Living in the age of speed-of-light technical progress, it’s hard to remember when innovation and change was slower … much slower. Yet businesses faced some of the same challenges we do now when they fail to adapt quickly enough, and are overtaken by their competition.

So it was with type foundry Nebiolo, who found itself staring down the maw of big changes in publishing technology in the Sixties.

“In the early 1960s, with rapid changes caused by the advancing technologies of photocomposition and offset printing, despite state assistance, Nebiolo found itself in serious financial trouble,” writes Alessandro Colizzi in Medium.

“The type foundry’s production was only available for handsetting and the company’s weak position on the market derived from its dependence on sales to a few thousand Italian jobbing printers. Exports were not thriving either,” he notes.

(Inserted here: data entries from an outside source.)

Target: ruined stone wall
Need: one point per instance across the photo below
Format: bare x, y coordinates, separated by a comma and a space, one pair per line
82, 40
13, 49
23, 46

To stop the foundry’s downward spiral, in 1965 they pulled together a research committee of graphic designers, all prominent names in the Milan design scene. For the next several years, they undertook the challenge of creating a universal typeface that – they hoped — would usher in the new design age of the ‘60s and ‘70s.

“As its name implied, Forma aimed at representing the ideal letterform of its time, as neutral and self-effacing as possible, suited for continuous text as well as titling, potentially appealing to graphic designers, advertising art directors, and printers alike,” Colizzi writes.

The article gives a fascinating account of the personalities and professional friction amongst team members, and the maddeningly slow progress they made slogging toward their solution. They created, then discarded as inadequate, a font called Designer. Finally settling on another typeface called Forma, they began testing the market – and things initially looked positive.

“The new typeface won a special mention at ADI’s (Associazione per il Disegno Industriale, Industrial Design Association) annual Compasso d’oro award in 1970 — the first time a type design had been awarded such an honour,” Colizzi explains.

While initial sales were encouraging, Forma “could not really compete in a market already saturated by competitor typefaces which were available for all the main composing systems.” 

 “With hindsight, the positions of the Milanese designers betray the intrinsic dogmatism typical of the modernist movement, in that their proposed solutions followed ideological rather than functional considerations,” Colizzi notes. 

The eternal design question – form versus function – met head-on with disparate design sensibilities and prima donna-sized egos to derail the quest for a universally-accepted font. 

Forma has been re-released to coincide with the love of everything mid-century, and is experiencing a bit of a renaissance.  The story of its creation – and the ultimate demise of the Nebiolo foundry in the late ‘70s — reads like a cautionary tale on how not to collaborate on a potentially groundbreaking design project.